Elle raconta à Fandor les événements qui lui étaient survenus, les tragiques circonstances dans lesquelles son frère, puis son mari, avaient péri, victimes indubitablement de Fantômas, puis elle précisait l’enlèvement d’Hélène par l’infant d’Espagne, et enfin, prenant des précautions pour ne point trop émouvoir le journaliste, elle lui dit ses craintes, au sujet de la mort de cette mystérieuse personne que don Eugenio avait fait enterrer sous le nom de Mercédès de Gandia.
À la fin de ce récit, Fandor était blême, mais il y avait dans ce cœur généreux des trésors d’énergie. Il remercia sincèrement Delphine Fargeaux de ce qu’elle venait de lui dire et se précipita comme un fou hors du macabre établissement que dirigeait le marquis Ange de Villars.

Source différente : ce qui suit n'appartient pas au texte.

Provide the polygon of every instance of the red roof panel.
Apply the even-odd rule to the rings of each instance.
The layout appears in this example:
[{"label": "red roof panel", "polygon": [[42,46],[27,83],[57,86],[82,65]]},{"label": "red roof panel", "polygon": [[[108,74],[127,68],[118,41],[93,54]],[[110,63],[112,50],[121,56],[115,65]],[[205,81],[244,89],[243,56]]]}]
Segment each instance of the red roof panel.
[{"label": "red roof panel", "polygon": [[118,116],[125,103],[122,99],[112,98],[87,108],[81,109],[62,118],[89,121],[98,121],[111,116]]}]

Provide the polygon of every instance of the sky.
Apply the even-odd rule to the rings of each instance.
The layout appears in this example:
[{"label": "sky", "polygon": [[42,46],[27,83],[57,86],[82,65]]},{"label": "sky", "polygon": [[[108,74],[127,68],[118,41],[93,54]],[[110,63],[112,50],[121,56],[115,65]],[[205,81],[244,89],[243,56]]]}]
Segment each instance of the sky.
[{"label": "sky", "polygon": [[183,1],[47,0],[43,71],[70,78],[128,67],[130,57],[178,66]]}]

Une demi-heure plus tard, Fandor carillonnait à la porte de l’hôtel de l’infant d’Espagne, rue Erlanger. La rue était déserte, les abords de l’hôtel silencieux, l’intérieur de la demeure restait muet.
Fandor, le visage contracté, mordant ses lèvres pour dissimuler son émotion, sonna pendant un quart d’heure.
Le journaliste ne se résignait pas. Il carillonna encore, s’écarta de la maison en scrutant du regard les abords. Soudain quelqu’un l’interpella. C’était un cantonnier :
— Vous perdez votre temps, jeune homme, proféra celui-ci, il n’y a personne. Les patrons et les domestiques sont partis depuis quelques jours.
— Ah, fit Fandor, d’un air si désolé que le cantonnier s’en aperçut.
— Ça vous embête, hein ? vous auriez voulu les voir ces gens-là ?
— Oui, déclara Fandor, qui, dans l’espoir que ce cantonnier pourrait le renseigner, se faisait loquace. On m’a promis une place chez l’infant d’Espagne.
— Une place ? Vous n’avez pourtant pas l’air d’un domestique.
— C’était une place d’employé, de secrétaire.
— Ah oui, fit le cantonnier, probablement que vous êtes comptable de votre métier ?
— C’est cela, fit Fandor. Renseignez-moi donc un peu. Quelqu’un, m’a-t-on dit, est mort dans la maison tout récemment ?
— Oui, même que l’enterrement a été superbe. Seulement ça m’a donné du travail. Parce que les Pompes funèbres ont fait des dégâts. Ils ont creusé la chaussée et laissé des bouts de fleurs partout.
— Connaissiez-vous la personne que l’on a enterrée ?
— Je la connaissais pour l’avoir vue deux ou trois fois quand elle venait voir l’infant d’Espagne. C’était sa nièce qu’on m’a dit.